Just some ranty thoughts about EA university groups without any suggestions. Don't take too seriously.
Lots of university EA group organisers I have met seem to not be very knowledgeable about EA. A common type is someone who had gotten involved for social reasons and uses EA terms in conversations but doesn't really get it. I can imagine this being offputting to the types of people these groups would like to join. Probably this is less of a problem at top universities though.
It also feels awkward to mention this to people because I know these group organisers have good intentions but they may be turning off cool people from engaging with the EA groups. It is even more awkward when community building is their part-time job. It's not that they're bad, it's just that I wouldn't be excited about a promising student first coming across EA by interacting with them.
Less confidently, it seems like in some groups there is too much of an emphasis on being very agenty right away and making big projects happen (especially community-building projects) compared to having a culture of intellectual curiosity and prioritising making interesting conversations happen that are not about community building. It also feels like for young people in EA, there are strong incentives to network hard, go to Berkeley, go to a bunch of retreats so you have cool important EA friends and all of this cuts down the time you can just sit down and learn important things, skill up and introspect.
There have been posts on the EA forum pointing at similar things so it feels like the situation might become better over the next year but this is just me recording what my experience has been like at times.

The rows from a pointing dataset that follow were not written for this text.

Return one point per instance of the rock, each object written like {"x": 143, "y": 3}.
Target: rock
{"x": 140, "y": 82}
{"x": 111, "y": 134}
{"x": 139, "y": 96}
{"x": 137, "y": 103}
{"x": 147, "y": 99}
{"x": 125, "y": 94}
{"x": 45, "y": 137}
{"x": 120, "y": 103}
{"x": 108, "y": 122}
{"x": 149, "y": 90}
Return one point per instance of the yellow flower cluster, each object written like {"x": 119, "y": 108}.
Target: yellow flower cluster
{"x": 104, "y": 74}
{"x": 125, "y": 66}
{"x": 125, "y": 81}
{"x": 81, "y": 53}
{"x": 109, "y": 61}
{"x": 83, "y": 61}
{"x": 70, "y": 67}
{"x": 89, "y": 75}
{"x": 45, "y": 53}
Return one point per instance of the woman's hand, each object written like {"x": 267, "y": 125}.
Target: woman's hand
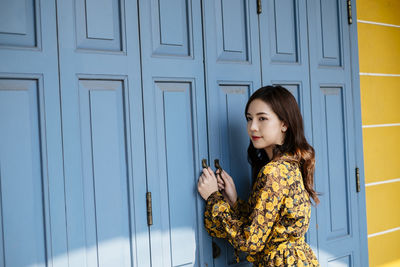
{"x": 207, "y": 183}
{"x": 227, "y": 186}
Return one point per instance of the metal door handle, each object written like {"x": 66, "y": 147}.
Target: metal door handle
{"x": 217, "y": 166}
{"x": 204, "y": 163}
{"x": 216, "y": 250}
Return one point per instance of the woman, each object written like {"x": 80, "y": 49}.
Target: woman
{"x": 270, "y": 227}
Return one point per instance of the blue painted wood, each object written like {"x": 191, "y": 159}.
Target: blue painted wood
{"x": 232, "y": 74}
{"x": 334, "y": 137}
{"x": 18, "y": 30}
{"x": 176, "y": 130}
{"x": 359, "y": 155}
{"x": 100, "y": 28}
{"x": 31, "y": 166}
{"x": 22, "y": 215}
{"x": 284, "y": 54}
{"x": 105, "y": 181}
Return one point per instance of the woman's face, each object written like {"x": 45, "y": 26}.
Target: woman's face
{"x": 263, "y": 126}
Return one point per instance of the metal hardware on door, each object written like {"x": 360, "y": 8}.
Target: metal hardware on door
{"x": 216, "y": 250}
{"x": 358, "y": 188}
{"x": 149, "y": 209}
{"x": 216, "y": 164}
{"x": 204, "y": 163}
{"x": 349, "y": 15}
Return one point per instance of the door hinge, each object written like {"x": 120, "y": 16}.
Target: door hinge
{"x": 149, "y": 209}
{"x": 349, "y": 15}
{"x": 358, "y": 188}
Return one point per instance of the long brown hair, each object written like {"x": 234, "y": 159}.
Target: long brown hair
{"x": 295, "y": 144}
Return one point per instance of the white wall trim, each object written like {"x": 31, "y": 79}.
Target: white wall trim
{"x": 379, "y": 74}
{"x": 381, "y": 125}
{"x": 383, "y": 182}
{"x": 384, "y": 232}
{"x": 378, "y": 23}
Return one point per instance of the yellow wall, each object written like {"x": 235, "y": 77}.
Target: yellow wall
{"x": 379, "y": 55}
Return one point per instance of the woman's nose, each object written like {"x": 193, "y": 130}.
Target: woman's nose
{"x": 253, "y": 125}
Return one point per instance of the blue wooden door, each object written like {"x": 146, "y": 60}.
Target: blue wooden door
{"x": 285, "y": 61}
{"x": 32, "y": 230}
{"x": 102, "y": 124}
{"x": 233, "y": 73}
{"x": 338, "y": 215}
{"x": 175, "y": 129}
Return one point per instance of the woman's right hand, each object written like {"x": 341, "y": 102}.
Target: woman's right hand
{"x": 227, "y": 186}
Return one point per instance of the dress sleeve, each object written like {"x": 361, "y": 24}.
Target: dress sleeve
{"x": 241, "y": 209}
{"x": 250, "y": 235}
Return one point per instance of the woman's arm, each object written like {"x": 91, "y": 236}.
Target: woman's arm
{"x": 250, "y": 235}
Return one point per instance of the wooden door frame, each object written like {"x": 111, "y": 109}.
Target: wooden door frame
{"x": 359, "y": 155}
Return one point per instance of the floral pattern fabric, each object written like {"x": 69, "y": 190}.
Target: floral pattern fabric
{"x": 270, "y": 227}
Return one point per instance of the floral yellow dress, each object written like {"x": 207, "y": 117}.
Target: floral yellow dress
{"x": 271, "y": 226}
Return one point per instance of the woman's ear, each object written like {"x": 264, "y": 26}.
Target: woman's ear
{"x": 283, "y": 127}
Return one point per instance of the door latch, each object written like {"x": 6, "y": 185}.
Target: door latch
{"x": 216, "y": 250}
{"x": 349, "y": 15}
{"x": 358, "y": 187}
{"x": 149, "y": 209}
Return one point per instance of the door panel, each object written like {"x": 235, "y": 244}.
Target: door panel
{"x": 284, "y": 54}
{"x": 32, "y": 228}
{"x": 331, "y": 90}
{"x": 103, "y": 133}
{"x": 21, "y": 188}
{"x": 232, "y": 74}
{"x": 176, "y": 131}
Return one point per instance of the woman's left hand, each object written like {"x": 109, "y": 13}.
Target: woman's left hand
{"x": 207, "y": 183}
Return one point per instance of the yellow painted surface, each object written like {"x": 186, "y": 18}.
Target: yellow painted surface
{"x": 383, "y": 207}
{"x": 379, "y": 48}
{"x": 384, "y": 250}
{"x": 380, "y": 98}
{"x": 384, "y": 11}
{"x": 381, "y": 154}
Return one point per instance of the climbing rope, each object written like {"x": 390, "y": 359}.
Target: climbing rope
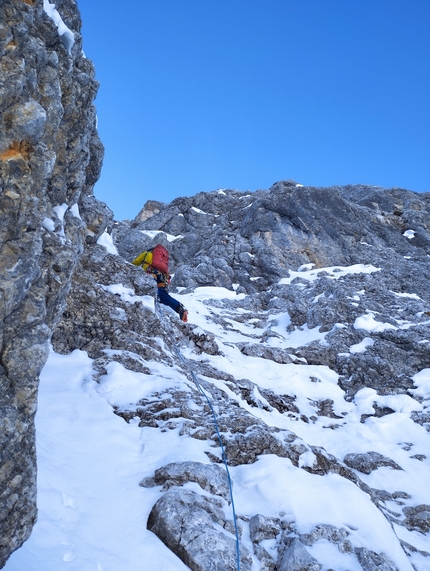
{"x": 230, "y": 485}
{"x": 222, "y": 450}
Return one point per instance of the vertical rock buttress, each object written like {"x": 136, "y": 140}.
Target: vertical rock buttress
{"x": 50, "y": 159}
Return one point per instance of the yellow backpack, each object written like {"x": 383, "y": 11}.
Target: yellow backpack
{"x": 144, "y": 259}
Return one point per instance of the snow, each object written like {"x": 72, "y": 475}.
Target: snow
{"x": 74, "y": 209}
{"x": 92, "y": 512}
{"x": 334, "y": 272}
{"x": 422, "y": 382}
{"x": 106, "y": 240}
{"x": 66, "y": 35}
{"x": 169, "y": 237}
{"x": 362, "y": 346}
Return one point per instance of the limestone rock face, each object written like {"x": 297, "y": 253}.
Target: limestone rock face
{"x": 230, "y": 237}
{"x": 50, "y": 158}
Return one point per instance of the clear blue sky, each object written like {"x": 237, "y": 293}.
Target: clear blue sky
{"x": 203, "y": 94}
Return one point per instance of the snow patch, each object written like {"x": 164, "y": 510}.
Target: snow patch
{"x": 106, "y": 240}
{"x": 65, "y": 33}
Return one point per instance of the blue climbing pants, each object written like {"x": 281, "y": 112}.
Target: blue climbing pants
{"x": 166, "y": 299}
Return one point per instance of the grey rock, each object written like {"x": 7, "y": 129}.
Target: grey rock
{"x": 211, "y": 477}
{"x": 368, "y": 462}
{"x": 192, "y": 527}
{"x": 50, "y": 155}
{"x": 417, "y": 518}
{"x": 262, "y": 527}
{"x": 371, "y": 561}
{"x": 297, "y": 558}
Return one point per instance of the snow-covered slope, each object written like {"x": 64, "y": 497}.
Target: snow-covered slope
{"x": 341, "y": 475}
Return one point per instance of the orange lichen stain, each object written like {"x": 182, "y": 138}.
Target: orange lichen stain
{"x": 17, "y": 150}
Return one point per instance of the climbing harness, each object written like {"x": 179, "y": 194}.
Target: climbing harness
{"x": 230, "y": 485}
{"x": 222, "y": 450}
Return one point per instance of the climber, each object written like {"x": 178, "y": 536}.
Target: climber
{"x": 156, "y": 262}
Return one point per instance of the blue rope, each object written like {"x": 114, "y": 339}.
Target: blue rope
{"x": 223, "y": 454}
{"x": 230, "y": 485}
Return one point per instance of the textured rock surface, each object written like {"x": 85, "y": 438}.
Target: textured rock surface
{"x": 50, "y": 158}
{"x": 189, "y": 524}
{"x": 370, "y": 328}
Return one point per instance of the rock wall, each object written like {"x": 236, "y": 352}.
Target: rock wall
{"x": 371, "y": 326}
{"x": 50, "y": 158}
{"x": 252, "y": 239}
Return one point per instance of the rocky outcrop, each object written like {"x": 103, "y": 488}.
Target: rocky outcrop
{"x": 369, "y": 324}
{"x": 50, "y": 158}
{"x": 252, "y": 239}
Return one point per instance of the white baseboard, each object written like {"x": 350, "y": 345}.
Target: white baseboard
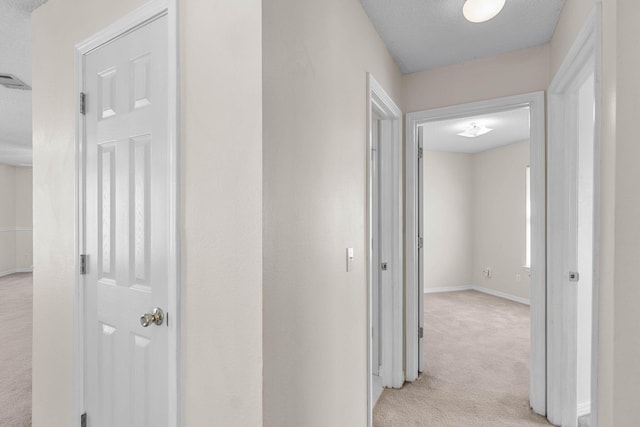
{"x": 478, "y": 289}
{"x": 447, "y": 289}
{"x": 502, "y": 295}
{"x": 584, "y": 408}
{"x": 6, "y": 273}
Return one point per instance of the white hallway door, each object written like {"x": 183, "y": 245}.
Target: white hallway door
{"x": 126, "y": 230}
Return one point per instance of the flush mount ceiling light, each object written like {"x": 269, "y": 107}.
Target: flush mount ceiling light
{"x": 12, "y": 82}
{"x": 481, "y": 10}
{"x": 474, "y": 129}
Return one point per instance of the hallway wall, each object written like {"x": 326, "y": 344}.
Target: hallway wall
{"x": 316, "y": 56}
{"x": 512, "y": 73}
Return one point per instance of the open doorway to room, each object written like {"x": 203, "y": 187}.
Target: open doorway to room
{"x": 477, "y": 264}
{"x": 384, "y": 257}
{"x": 16, "y": 219}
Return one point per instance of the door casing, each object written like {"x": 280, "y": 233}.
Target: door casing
{"x": 381, "y": 105}
{"x": 124, "y": 25}
{"x": 582, "y": 60}
{"x": 414, "y": 291}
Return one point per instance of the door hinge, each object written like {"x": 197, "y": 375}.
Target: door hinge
{"x": 83, "y": 103}
{"x": 83, "y": 264}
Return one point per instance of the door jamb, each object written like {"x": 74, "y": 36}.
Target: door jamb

I mostly haven't been thinking about what the ideal effective altruism community would look like, because it seems like most of the value of effective altruism might just get approximated to what impact it has on steering the world towards better AGI futures. But I think even in worlds where AI risk wasn't a problem, the effective altruism movement seems lackluster in some ways.
I am thinking especially of the effect that it often has on university students and younger people. My sense is that EA sometimes influences those people to be closed-minded or at least doesn't contribute to making them as ambitious or interested in exploring things outside "conventional EA" as I think would be ideal. Students who come across EA often become too attached to specific EA organisations or paths to impact suggested by existing EA institutions.
In an EA community that was more ambitiously impactful, there would be a higher proportion of folks at least strongly considering doing things like starting startups that could be really big, traveling to various parts of the world to form a view about how poverty affects welfare, having long google docs with their current best guesses for how to get rid of factory farming, looking at non-"EA" sources to figure out what more effective interventions GiveWell might be missing perhaps because they're somewhat controversial, doing more effective science/medical research, writing something on the topic of better thinking and decision-making that could be as influential as Eliezer's sequences, expressing curiosity about the question of whether charity is even the best way to improve human welfare, trying to fix science.
And a lower proportion of these folks would be applying to jobs on the 80,000 Hours job board or choosing to spend more time within the EA community rather than interacting with the most ambitious, intelligent, and interesting people amongst their general peers.